A Constituição do Ruanda proíbe a discriminação com base em "origem étnica, tribo, clã, cor, sexo, região, origem social, religião ou fé, opinião, situação económica, cultura, idioma, status social, deficiência física ou mental". Mas a HRW documentou vários casos de pessoas lésbicas, gay, bissexuais e transgénero (LGBT) que foram detidas arbitrariamente no Ruanda nos últimos anos. 

A própria página de conselhos de viagem do Governo britânico adverte que, no Ruanda, "indivíduos LGBT podem sofrer discriminação e abuso, inclusivamente das autoridades locais". O site também refere que "não há leis antidiscriminação específicas que protejam os indivíduos LGBT".

O Ruanda é evidentemente mais seguro para alguns grupos de pessoas do que para outros. A afirmação de Boris Johnson de elogiar o país como um dos mais seguros do mundo é claramente falsa.

Kenia | LGBTQ | ugandische Flüchtlinge in Nairobi
Ruanda é citado por várias organizações como sendo um país que reprime a liberdade sexualFoto: Brian Inganga/AP Photo/picture alliance

O histórico do Ruanda na integração de migrantes

Em 2013, o Governo de Israel e o Ruanda fecharam um acordo secreto para transferir imigrantes eritreus e sudaneses para aquele país da África Oriental. O esquema permaneceu operacional até abril de 2018.

Uma investigação da Universidade de Oxford de 2018, compilada com base em entrevistas realizadas com migrantes eritreus, descobriu que estes cidadãos ficaram sem os seus documentos de identidade à chegada ao Ruanda. Os investigadores escrevem que os indivíduos foram então "transferidos para um hotel vigiado e impedidos, sob ameaça, de sair". Os migrantes também explicaram que nenhum "teve a oportunidade de solicitar asilo".

Estas conclusões são corroboradas por uma reportagem publicada no jornal israelita Haartez naquele mesmo ano, que constatou que as autoridades ruandesas não reconheceram o direito aos migrantes de estar no país e se recusaram a emitir autorizações de residência para os mesmos.
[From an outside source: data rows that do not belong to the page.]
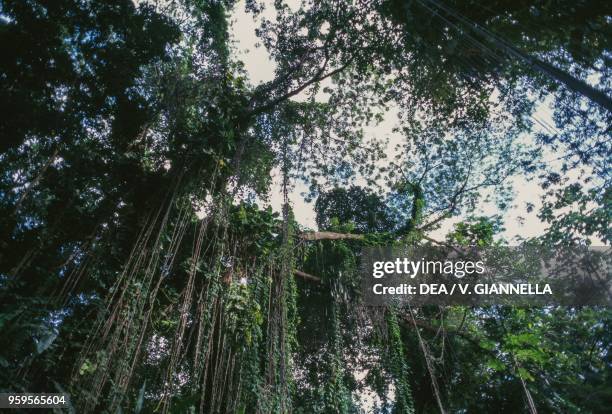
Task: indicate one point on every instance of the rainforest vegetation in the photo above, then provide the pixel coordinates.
(143, 268)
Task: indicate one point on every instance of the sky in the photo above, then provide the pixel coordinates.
(260, 68)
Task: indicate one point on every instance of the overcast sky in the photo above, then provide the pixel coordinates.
(260, 69)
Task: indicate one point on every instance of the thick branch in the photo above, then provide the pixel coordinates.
(307, 276)
(329, 235)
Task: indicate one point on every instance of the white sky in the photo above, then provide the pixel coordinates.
(261, 69)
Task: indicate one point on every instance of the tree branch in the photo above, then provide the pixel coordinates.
(329, 235)
(307, 276)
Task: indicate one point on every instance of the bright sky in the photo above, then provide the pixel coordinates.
(260, 69)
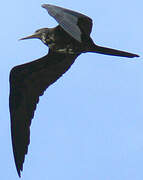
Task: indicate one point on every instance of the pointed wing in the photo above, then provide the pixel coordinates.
(72, 22)
(27, 83)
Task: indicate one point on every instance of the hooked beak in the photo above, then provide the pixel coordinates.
(35, 35)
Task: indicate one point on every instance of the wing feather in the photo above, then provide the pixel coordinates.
(27, 83)
(72, 22)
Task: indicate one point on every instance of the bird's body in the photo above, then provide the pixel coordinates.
(29, 81)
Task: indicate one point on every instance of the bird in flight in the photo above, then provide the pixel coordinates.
(29, 81)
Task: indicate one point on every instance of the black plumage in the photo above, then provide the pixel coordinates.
(29, 81)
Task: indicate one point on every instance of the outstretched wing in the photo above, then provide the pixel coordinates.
(72, 22)
(27, 83)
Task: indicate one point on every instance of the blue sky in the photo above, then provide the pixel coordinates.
(89, 124)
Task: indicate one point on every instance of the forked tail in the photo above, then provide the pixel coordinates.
(112, 52)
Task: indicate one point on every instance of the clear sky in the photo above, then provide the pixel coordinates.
(89, 124)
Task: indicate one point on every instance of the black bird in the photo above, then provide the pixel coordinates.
(29, 81)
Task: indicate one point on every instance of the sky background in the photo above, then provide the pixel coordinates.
(89, 124)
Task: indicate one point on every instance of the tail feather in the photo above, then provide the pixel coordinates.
(112, 52)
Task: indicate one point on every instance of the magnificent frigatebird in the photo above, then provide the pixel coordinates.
(29, 81)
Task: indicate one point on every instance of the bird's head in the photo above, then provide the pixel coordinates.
(40, 34)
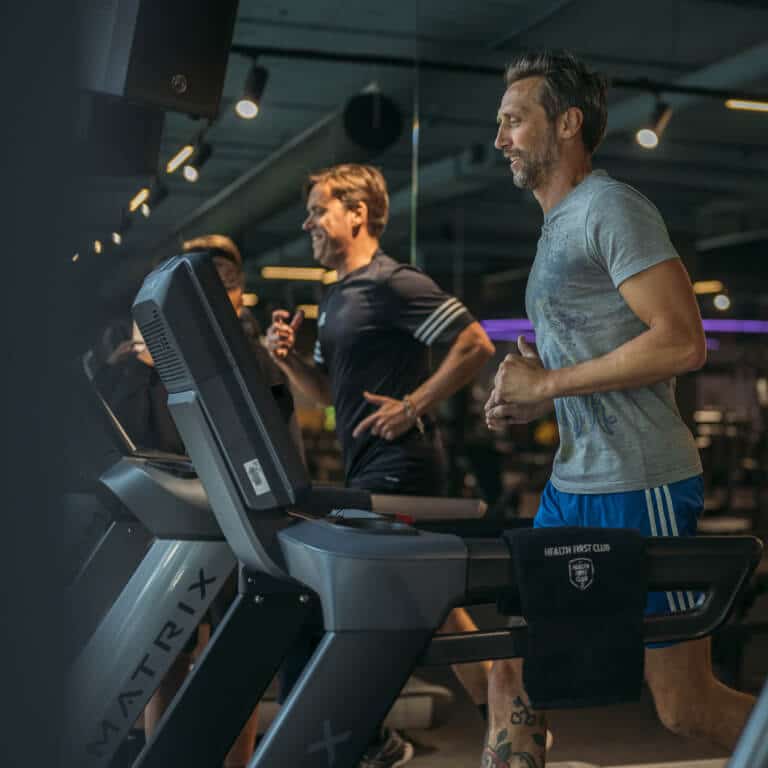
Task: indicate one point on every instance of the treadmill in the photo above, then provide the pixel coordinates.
(383, 583)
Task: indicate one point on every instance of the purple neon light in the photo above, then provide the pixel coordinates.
(508, 329)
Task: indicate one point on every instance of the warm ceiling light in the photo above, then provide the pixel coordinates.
(248, 105)
(746, 104)
(315, 274)
(192, 168)
(180, 158)
(310, 311)
(708, 416)
(141, 197)
(707, 286)
(246, 109)
(721, 302)
(648, 137)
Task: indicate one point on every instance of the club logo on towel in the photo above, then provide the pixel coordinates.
(581, 572)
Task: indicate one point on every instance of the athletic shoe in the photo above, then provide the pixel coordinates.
(391, 751)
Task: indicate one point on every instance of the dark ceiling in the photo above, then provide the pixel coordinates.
(476, 232)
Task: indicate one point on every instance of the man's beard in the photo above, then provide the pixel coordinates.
(535, 166)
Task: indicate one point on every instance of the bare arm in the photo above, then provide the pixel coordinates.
(663, 299)
(468, 353)
(281, 340)
(470, 350)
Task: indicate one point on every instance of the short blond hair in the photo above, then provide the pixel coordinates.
(353, 184)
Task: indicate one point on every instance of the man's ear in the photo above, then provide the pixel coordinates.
(359, 217)
(570, 123)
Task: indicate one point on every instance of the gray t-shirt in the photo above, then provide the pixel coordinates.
(600, 234)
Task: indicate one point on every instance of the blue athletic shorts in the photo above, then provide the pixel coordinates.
(668, 510)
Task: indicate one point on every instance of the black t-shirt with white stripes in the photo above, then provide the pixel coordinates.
(374, 330)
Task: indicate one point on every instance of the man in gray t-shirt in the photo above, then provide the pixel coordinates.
(598, 236)
(616, 321)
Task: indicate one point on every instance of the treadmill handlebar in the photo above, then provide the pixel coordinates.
(327, 500)
(717, 566)
(418, 508)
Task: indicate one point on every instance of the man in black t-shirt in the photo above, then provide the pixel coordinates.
(132, 387)
(371, 362)
(375, 327)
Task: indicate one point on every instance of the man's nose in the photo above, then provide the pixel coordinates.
(499, 141)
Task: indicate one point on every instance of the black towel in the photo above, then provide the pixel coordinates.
(583, 592)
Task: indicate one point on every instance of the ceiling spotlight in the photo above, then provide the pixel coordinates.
(141, 197)
(192, 168)
(722, 302)
(648, 137)
(180, 158)
(191, 173)
(248, 105)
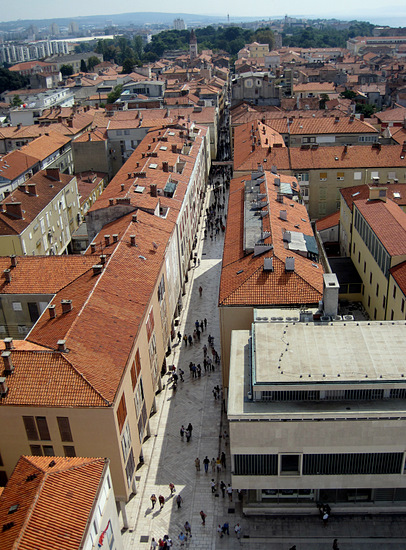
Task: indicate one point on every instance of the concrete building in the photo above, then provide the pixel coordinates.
(39, 217)
(316, 412)
(270, 256)
(53, 489)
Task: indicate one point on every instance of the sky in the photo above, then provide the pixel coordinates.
(366, 10)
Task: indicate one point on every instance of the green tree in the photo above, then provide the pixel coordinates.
(66, 70)
(16, 101)
(115, 94)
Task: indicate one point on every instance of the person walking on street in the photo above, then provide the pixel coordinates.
(188, 529)
(197, 464)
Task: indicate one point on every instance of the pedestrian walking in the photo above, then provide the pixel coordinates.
(223, 488)
(188, 529)
(223, 460)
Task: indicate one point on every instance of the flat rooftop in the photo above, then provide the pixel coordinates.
(339, 352)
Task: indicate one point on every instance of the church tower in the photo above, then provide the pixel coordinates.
(193, 46)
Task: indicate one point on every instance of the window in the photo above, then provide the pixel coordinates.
(121, 413)
(48, 450)
(69, 450)
(290, 464)
(64, 428)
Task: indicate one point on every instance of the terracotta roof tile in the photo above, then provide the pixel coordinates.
(54, 502)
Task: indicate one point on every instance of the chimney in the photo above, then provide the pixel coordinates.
(8, 363)
(52, 312)
(52, 173)
(3, 387)
(14, 209)
(66, 306)
(32, 189)
(8, 342)
(61, 345)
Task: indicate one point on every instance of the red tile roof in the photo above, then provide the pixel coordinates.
(243, 279)
(54, 498)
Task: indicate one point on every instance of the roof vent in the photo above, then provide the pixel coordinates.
(61, 345)
(8, 342)
(290, 264)
(268, 264)
(8, 363)
(3, 387)
(52, 312)
(66, 306)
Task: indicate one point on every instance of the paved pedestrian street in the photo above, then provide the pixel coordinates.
(169, 459)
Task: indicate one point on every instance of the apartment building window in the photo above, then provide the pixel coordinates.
(256, 465)
(64, 428)
(36, 428)
(352, 464)
(121, 413)
(69, 450)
Sem documentos, segundo o relatório, os migrantes eram frequentemente "presos e encarcerados". Muitos migrantes acabaram por deixar o Ruanda mais tarde, em direção à Europa.

Mais recentemente, o Ruanda concordou em receber dezenas de migrantes presos em centros de detenção ​​da Líbia como parte de um acordo com a ONU e a União Africana. Não surgiram até agora relatos de maus-tratos ou más condições neste contexto.

O Ruanda apresenta um histórico misto no que diz respeito ao acolhimento de migrantes. Como tal, a afirmação de Boris Johnson de que o país é reconhecido por acolher e integrar os migrantes é enganosa.